To meet these challenges, we developed Keanu, a family of automated continuous load testing tools running at different levels of infrastructure hierarchy. Keanu provides essential information for optimizing resource allocation, it identifies capacity regressions and is used as an A/B testing framework for improving performance of individual services. In this talk I’ll describe and motivate the approach for continuous load testing of large scale systems. I’ll also present the common patterns that cause problems in our infrastructure and talk about the ways load testing is essential to unveil these issues.
Title: From Paper to Product: Putting CRDTs into Riak 2.0
Riak is an open source, Erlang implementation of a Dynamo-like Key/Value store, written and support by Basho, and deployed in production by many customers. Riak is eventually consistent, and favours Availability/Low Latency over Consistency. One of the consequences of this is the possibility of "concurrency anomalies" that manifest as conflicting writes, what Basho has always called "sibling values".
The first time a software engineer using Riak as the datastore for their applications encounters multiple possible values for a single key, they're surprised. Then they learn they need to tell the database the single correct value, by writing a "merge function" that returns a single, deterministic, meaningful value. Google and others have described this ad hoc process as "time consuming, and error prone." Basho's customers report expending significant engineering effort writing merge functions.
When we learned of CRDTs from a 2011 INRIA tech report, they appeared to offer a possible solution to this usability problem. This talk describes the experience of collaborating with academia to try and add CRDTs to Riak.
Title: Supporting Large Scale Systems with the salesforce.com Multi Tenant Platform
In 1999 salesforce.com was a single server in a closet in San Francisco. In 2009, we were processing 13 billion transactions per quarter. Today we handle 13 billion transactions in a little over a week. In this presentation you will learn about the multi-tenant architecture that has made this growth possible and find out how this has influenced important choices in the growth of the platform. The talk will end with a brief demonstration of how this architecture enables our customer and partner developers to quickly create custom applications and functionality.
Title: Gearing for Exabyte Storage with Hadoop Distributed Filesystem
The expectations from scaling Hadoop grids are continuously growing.

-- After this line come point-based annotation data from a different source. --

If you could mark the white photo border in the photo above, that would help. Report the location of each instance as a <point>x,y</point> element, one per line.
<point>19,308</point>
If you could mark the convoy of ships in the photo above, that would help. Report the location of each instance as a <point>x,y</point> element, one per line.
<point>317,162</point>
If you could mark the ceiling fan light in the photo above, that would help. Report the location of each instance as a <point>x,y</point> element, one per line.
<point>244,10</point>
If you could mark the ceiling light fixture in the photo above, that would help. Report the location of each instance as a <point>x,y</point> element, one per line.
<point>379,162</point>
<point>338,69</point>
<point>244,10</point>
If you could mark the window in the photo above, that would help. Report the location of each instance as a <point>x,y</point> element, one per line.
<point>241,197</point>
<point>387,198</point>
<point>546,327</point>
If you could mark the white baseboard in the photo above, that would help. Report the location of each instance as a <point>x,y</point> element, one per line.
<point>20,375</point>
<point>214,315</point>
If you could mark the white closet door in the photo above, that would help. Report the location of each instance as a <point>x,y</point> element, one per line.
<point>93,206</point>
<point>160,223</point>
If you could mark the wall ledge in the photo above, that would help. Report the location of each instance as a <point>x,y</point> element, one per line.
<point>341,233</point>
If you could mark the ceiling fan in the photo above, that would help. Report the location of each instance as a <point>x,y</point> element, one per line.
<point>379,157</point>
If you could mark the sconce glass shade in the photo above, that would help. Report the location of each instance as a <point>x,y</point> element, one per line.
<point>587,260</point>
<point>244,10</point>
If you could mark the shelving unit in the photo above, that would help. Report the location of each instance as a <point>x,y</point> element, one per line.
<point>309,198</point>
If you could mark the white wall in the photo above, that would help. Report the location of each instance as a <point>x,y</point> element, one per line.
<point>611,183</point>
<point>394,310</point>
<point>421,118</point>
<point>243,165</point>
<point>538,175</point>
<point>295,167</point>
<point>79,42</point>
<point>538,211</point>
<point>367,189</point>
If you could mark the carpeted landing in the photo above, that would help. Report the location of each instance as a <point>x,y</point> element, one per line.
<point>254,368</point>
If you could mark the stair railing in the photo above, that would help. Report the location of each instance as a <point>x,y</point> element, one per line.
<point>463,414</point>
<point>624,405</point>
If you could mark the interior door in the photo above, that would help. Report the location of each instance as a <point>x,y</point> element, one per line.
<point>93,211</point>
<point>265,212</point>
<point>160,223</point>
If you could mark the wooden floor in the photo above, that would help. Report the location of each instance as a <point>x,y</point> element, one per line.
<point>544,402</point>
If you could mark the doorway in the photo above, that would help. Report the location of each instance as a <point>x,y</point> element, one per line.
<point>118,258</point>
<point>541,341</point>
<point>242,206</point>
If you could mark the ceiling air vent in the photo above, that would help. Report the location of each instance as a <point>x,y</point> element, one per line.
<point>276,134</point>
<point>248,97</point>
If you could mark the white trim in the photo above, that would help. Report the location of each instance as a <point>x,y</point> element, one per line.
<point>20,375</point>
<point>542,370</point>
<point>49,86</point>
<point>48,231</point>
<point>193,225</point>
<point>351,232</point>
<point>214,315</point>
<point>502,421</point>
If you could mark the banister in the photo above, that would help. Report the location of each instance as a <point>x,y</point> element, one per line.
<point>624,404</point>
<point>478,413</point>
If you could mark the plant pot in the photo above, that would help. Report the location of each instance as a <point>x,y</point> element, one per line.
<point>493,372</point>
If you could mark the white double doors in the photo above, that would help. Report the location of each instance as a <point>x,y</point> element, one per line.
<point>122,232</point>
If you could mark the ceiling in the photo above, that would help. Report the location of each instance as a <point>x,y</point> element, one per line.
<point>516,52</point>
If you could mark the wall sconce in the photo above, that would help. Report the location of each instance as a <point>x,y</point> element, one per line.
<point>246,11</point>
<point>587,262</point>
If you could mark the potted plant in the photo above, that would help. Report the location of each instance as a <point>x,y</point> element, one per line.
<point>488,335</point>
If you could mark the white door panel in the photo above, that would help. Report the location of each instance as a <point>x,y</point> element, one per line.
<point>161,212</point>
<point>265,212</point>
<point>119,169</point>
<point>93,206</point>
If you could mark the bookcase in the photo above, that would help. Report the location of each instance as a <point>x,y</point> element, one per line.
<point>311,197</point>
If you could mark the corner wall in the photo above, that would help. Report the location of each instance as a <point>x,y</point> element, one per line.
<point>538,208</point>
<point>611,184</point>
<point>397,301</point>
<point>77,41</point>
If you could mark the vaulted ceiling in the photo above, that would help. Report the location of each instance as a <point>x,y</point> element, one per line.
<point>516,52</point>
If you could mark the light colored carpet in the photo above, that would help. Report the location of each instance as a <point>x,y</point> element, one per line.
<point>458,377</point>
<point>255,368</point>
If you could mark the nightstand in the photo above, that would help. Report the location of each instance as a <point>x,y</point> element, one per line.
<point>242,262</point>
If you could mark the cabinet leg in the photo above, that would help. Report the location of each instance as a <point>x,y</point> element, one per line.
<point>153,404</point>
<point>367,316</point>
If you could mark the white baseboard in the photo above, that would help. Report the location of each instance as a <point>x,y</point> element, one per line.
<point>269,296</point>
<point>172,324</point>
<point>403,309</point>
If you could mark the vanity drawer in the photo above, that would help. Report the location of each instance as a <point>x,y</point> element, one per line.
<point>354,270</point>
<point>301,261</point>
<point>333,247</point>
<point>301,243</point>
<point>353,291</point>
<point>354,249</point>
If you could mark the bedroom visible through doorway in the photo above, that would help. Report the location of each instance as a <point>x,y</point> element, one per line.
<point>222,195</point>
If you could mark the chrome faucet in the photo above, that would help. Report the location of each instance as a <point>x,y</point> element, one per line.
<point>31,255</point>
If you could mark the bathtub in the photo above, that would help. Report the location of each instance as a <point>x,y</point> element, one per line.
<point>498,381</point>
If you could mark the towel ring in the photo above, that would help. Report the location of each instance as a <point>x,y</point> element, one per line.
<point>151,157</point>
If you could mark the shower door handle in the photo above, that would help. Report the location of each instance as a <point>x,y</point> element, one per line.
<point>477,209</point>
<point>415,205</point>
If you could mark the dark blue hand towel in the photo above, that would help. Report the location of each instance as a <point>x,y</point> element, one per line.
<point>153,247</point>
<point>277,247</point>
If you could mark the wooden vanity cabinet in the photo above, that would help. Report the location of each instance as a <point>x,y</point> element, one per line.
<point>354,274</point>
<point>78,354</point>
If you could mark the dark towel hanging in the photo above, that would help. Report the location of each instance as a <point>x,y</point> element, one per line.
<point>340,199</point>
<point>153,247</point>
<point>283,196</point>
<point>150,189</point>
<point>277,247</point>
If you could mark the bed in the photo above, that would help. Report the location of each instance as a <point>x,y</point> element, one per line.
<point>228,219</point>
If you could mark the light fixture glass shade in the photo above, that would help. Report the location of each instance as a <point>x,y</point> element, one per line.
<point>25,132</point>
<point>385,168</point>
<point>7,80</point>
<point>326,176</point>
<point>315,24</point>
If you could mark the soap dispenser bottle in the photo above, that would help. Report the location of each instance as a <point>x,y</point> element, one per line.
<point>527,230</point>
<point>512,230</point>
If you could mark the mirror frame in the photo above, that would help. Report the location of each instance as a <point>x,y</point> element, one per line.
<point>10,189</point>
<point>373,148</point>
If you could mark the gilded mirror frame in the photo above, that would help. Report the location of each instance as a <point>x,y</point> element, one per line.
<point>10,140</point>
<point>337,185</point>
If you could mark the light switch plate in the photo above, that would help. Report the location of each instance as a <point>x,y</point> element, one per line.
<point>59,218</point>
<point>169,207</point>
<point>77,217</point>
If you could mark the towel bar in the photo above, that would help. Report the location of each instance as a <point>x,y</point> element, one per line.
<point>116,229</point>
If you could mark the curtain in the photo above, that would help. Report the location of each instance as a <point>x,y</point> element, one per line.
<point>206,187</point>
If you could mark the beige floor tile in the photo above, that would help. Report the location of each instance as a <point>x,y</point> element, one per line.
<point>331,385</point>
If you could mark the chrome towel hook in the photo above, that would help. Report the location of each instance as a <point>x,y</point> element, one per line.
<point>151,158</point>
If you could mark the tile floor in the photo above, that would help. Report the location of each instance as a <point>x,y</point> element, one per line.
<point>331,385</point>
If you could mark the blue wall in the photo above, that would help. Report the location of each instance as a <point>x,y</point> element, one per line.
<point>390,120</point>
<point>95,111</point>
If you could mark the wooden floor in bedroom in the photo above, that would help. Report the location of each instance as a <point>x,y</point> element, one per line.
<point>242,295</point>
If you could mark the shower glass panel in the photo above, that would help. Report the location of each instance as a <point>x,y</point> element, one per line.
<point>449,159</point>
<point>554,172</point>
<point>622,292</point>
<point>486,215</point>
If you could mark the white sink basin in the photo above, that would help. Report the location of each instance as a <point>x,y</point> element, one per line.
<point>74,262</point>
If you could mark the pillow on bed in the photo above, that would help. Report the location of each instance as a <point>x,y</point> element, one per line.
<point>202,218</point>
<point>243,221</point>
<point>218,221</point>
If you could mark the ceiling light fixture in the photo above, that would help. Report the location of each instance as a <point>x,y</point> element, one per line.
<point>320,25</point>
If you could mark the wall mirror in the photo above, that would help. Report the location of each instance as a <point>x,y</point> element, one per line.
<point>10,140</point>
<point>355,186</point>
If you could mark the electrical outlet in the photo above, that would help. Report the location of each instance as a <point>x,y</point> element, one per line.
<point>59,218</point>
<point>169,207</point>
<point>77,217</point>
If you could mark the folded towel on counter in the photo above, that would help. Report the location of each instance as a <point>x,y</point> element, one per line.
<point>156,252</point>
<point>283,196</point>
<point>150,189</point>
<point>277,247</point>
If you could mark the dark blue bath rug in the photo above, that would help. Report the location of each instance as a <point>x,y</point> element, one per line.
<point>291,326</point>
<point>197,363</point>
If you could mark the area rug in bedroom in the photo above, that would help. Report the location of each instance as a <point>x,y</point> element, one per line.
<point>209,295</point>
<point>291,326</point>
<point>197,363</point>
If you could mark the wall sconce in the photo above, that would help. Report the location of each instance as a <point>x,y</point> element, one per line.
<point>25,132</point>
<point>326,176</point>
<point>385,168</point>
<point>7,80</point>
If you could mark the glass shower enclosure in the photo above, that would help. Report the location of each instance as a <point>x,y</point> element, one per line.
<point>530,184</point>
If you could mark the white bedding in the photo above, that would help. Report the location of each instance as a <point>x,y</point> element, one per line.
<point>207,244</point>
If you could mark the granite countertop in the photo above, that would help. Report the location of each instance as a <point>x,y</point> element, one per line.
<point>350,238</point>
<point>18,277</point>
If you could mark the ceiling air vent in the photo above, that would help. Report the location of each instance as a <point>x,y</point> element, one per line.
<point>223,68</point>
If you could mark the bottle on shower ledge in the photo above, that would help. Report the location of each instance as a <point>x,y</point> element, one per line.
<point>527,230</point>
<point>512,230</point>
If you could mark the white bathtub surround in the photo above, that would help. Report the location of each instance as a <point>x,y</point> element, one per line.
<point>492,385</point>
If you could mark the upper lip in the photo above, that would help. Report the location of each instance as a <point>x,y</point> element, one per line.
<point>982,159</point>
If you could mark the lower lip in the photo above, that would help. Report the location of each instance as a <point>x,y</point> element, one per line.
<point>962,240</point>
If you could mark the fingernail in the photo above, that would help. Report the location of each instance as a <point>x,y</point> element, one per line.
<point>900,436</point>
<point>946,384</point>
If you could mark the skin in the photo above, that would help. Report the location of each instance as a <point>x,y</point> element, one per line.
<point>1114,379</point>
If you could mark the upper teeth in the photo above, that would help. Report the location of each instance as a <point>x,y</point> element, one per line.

Systems managing exabytes of storage are envisioned close. However, this growth is challenged by the scalability limits of Hadoop’s namenode - the distributed filesystem's metadata service. We present the recent efforts by the Hadoop community to re-architect the namenode for the next-generation scalability requirements. We focus on (1) splitting the namenode service into distributed filesystem and block management tiers, (2) scaling the new services in a workload-optimized way, and (3) re-designing the concurrency control for high performance. Implementing these changes while guaranteeing consistent and high-speed access to all storage metadata is a nontrivial task. We present the algorithmic principles behind the design, and demonstrate performance results.